7. The monocular unsupervised open vocabulary indoor target detection method based on three-dimensional Gaussian as described in claim 6, characterized in that, Step 2 includes: Step 2-1: Initialize N 3D Gaussian seeds within the current camera's view frustum to obtain the initial Gaussian set. ; Step 2-2: The 2D encoder extracts multi-scale 2D semantic features from the input indoor real-world scene image. And based on the camera's internal and external parameters Compared with the initial depth map in step 1-2-1 Backprojection / voxalization to a 3D sparse voxel space; feature extraction and top-down / bottom-up fusion of a 3D convolutional backbone network and a 3D neck network to obtain multi-scale 3D features. ; Steps 2-3: The 3D convolutional backbone network uses the Gaussian center parameters of the current iteration. For the query, deformable cross-attention is used to extract multi-scale two-dimensional semantic features. Mid-sample two-dimensional semantic cues, and simultaneously Voxelization and multi-scale 3D features Sparse 3D convolutional interactions are performed on the surface and fused with depth priors to form aggregated feature vectors for each Gaussian. Used for iterative prediction of Gaussian parameters; Steps 2-4, 2-2, and 2-3 are iterated R times to obtain a convergent Gaussian set. The Gaussian prediction parameters are incremented by a parallel regression branch, and an update of the Gaussian parameters is performed accordingly. Steps 2-5: At the non-empty voxel position at the center of the Gaussian, use an anchorless 3D detection head to make predictions and output a set of 3D detection boxes.

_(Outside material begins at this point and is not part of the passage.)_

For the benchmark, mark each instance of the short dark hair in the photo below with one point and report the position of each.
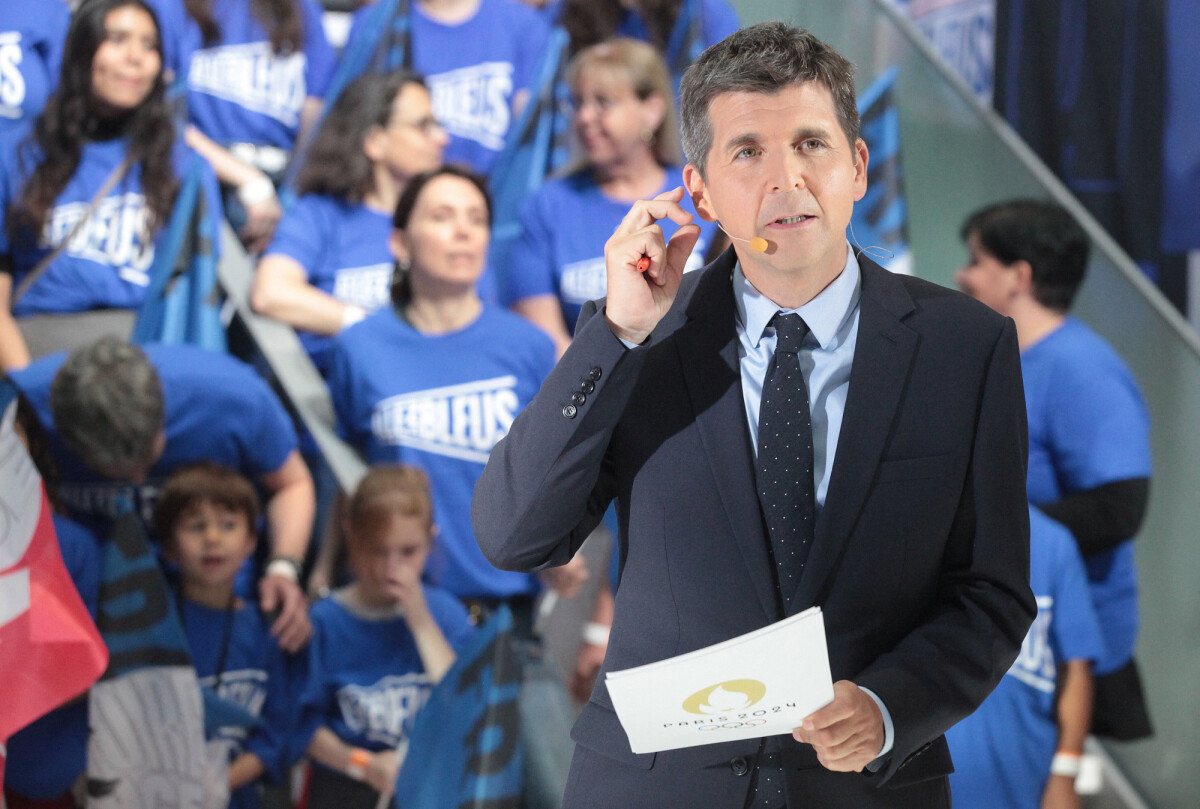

8. The monocular unsupervised open vocabulary indoor target detection method based on three-dimensional Gaussian as described in claim 7, characterized in that, The frameless detection head in steps 2-5 includes: Multi-scale three-branch structure with shared weights: 3D features at each scale Several sparse convolutional layers, normalization layers, and activation layers are stacked on top of each other, and then the layers branch into regression, classification, and centrality branches. The regression branch: predicts the center of the 3D bounding box. ,size Orientation ; The classification branch: outputs semantic features. The category / cue embedding obtained by the text encoder with frozen parameters Calculate (normalized) cosine similarity to achieve open vocabulary classification; The centrality branch outputs the centrality confidence score, which is multiplied by the classification score to form a candidate score. Post-processing: Based on the score, perform 3D NMS or rotated NMS to output the final detection box.

9. The monocular unsupervised open vocabulary indoor target detection method based on three-dimensional Gaussian as described in claim 7, characterized in that, Step 3 includes: A Gaussian-based monocular open-vocabulary 3D detection network is trained using pseudo-labels from real-world images to predict semantic features. Match and classify text embeddings with an open vocabulary, and calculate the total training loss. .

10. The monocular unsupervised open vocabulary indoor target detection method based on three-dimensional Gaussian as described in claim 9, characterized in that, Step 4 includes: performing three-dimensional nonmaximum suppression on the three-dimensional detection results, and outputting the final detection results as the product of class probability and centrality.